As the first Halloween of the COVID-19 pandemic era, county leaders have to weigh in on what they will allow. Even though the number of new cases and deaths has trended down in recent weeks compared to surges in late June and after the July 4th holiday it’s highly unlikely that South Florida will celebrate Halloween like it’s 2019.
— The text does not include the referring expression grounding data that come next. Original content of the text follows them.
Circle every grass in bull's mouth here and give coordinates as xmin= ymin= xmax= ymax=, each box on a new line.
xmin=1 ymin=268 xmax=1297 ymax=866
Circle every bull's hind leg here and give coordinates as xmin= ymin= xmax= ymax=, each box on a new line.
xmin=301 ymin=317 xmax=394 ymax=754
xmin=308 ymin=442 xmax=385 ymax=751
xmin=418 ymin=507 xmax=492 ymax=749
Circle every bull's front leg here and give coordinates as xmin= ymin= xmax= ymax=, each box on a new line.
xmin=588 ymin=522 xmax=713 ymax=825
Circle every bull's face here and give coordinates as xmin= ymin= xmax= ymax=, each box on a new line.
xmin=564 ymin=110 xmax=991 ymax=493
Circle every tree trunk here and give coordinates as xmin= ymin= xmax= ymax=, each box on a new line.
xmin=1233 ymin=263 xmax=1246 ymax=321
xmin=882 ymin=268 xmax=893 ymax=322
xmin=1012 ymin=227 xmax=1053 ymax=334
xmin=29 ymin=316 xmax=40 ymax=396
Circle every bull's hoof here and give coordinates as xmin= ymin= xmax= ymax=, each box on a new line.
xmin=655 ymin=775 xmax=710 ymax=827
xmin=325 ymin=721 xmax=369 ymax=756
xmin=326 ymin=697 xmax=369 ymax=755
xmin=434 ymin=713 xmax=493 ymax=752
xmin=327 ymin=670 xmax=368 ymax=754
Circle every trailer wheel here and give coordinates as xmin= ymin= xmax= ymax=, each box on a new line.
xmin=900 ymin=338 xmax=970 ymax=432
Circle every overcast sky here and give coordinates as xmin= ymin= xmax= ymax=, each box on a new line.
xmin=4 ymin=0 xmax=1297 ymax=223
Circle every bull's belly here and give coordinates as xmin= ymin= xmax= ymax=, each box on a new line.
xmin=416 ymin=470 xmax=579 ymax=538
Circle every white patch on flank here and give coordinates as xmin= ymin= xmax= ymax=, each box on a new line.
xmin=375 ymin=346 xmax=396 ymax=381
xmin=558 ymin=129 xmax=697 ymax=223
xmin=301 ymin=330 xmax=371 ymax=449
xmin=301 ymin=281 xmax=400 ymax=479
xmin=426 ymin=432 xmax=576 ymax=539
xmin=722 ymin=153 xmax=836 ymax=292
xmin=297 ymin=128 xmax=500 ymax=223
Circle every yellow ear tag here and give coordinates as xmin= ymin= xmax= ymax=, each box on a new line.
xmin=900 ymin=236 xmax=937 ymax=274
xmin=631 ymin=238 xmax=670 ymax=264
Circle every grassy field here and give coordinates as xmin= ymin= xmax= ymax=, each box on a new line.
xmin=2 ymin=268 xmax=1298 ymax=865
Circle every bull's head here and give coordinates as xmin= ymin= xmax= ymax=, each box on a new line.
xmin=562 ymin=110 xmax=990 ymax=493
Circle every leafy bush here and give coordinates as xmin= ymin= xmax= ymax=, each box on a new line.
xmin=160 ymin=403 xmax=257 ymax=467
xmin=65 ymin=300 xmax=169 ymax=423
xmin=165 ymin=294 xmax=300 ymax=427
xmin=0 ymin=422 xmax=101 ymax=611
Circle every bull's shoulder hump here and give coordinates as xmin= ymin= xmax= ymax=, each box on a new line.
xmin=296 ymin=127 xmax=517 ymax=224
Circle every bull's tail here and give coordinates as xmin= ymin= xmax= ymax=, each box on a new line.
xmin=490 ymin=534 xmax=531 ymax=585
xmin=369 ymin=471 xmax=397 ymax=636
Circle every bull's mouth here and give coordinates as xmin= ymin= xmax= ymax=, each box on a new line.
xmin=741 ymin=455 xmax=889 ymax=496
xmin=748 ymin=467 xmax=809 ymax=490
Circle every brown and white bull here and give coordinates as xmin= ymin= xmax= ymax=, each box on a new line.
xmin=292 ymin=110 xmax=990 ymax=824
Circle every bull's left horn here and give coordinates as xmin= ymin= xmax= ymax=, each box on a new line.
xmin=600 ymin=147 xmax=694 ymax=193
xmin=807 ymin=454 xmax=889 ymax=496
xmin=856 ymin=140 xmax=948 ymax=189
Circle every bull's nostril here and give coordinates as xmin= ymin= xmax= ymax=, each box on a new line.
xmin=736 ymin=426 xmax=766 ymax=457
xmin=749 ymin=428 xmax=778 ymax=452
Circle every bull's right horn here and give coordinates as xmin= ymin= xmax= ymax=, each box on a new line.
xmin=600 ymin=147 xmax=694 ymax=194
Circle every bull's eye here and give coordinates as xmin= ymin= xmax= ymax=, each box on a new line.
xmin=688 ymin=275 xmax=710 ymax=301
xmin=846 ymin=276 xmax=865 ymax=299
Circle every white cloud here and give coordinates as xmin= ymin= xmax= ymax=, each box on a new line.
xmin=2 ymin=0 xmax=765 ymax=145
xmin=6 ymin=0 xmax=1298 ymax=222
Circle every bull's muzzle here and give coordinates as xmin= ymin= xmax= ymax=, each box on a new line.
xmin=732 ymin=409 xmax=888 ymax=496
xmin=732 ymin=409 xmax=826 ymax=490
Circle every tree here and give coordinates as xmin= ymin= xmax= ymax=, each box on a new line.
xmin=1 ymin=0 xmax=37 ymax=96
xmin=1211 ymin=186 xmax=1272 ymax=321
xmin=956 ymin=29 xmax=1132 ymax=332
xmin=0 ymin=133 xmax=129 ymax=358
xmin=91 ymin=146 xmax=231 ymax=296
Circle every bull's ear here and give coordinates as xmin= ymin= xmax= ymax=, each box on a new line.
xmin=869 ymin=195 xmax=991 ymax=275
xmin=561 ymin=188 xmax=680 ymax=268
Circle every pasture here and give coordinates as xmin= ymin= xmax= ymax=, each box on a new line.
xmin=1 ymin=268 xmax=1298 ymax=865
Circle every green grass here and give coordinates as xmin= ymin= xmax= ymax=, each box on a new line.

Will we welcome the kind of Halloween bacchanalia of years’ past on Miami Beach’s Lincoln Road Mall or even the traditional trick-or-treating around neighborhoods? (Is that still a thing, we ask, as we still have uncollected M&Ms packets tucked into cupboards?)

According to Patricia Abril, a spokeswoman for the Miami-Dade County Mayor’s Office and Mayor Carlos Gimenez, Halloween plans in the county have yet to be decided. “We should know by Oct. 15 where we are heading as far as infection rates and hospitalizations and also flu season before making any decisions about Halloween,” she said.

And Miami Beach spokeswoman Melissa Berthier said “the city will not be issuing any special permits for activations or Halloween parties this year.”

While we await the verdict, the Hershey’s candy company, using a map created by the Harvard Global Health Institute, affords some guidance on the topic where trick or treating is concerned on Oct. 31.

The map of the United States lets users hover over a color-coded county — which is marked green, yellow, orange or red — based on the COVID-19 risk level in that county. Green means the lowest risk and then in ascending value from yellow to orange to red, which represents the highest risk.

Harvard Global Health Institute’s COVID-19 risk levels dashboard map is being used by the Hershey’s candy company to promote safer Halloween trick or treating in 2020.
Harvard Global Health Institute’s COVID-19 risk levels dashboard map is being used by the Hershey’s candy company to promote safer Halloween trick or treating in 2020.

How Florida fares on Harvard’s COVID map

Florida may tout itself as a green state for its foliage but the Harvard map doesn’t see any county in green — as in low risk for COVID-19.

As for Sept. 17, the closest green county in proximity to Florida appears to be Worth County in Georgia, which, according to the Harvard map, has 0.7 new daily cases on a seven day average per 100,000 people, 514 total cases and 29 deaths.

By comparison, Miami-Dade County is Code Orange with 14 new daily cases per 100,000 people, 380.3 daily new cases on a seven day average per 100,000 people, 164,688 total cases and 2,923 deaths.

(The Florida Department of Health dashboard on Sept. 17 reported 165,595 total confirmed cases and 2,977 deaths).

Broward, Palm Beach and Monroe counties are yellow, meaning less risky currently compared to Miami-Dade. But not green.

Florida has a number of red-zone counties, including Alachua, Hardee, Leon and Madison.

How does this tie in to trick-or-treating?

The Hershey candy company is using the map and its color codes to recommend how people ought to best celebrate Halloween in 2020.

On Hershey’s Halloween Like We’ve Never Seen map, the company has broken it down like this:

For Code Orange counties, like Miami-Dade’s, Hershey recommends “trick or treat in reverse,” by which you and the kids hang out in your front yard as neighbors walk or drive by and deliver candy. Or a “trick or treat drive by” in which you “ride on over to visit friends and fam in costume! Honk, text or shout upon arrival and deliver some treats or tricks in costume to your fave folks!”

Or just play “Rocky Horror Picture Show” again on TV.

For Code Yellow counties, like the rest of South Florida, among Hershey’s suggestions is one called “Yeet the treats,” which is supposedly some millennial term by which you “throw something forcefully in a specified direction.” This candy toss is not unlike when people on parade floats threw candies at kids standing along the parade route for them to catch and keep.

“This time, homeowners will yeet candy from 6 feet away as costumed kids travel safely up and down sidewalks.”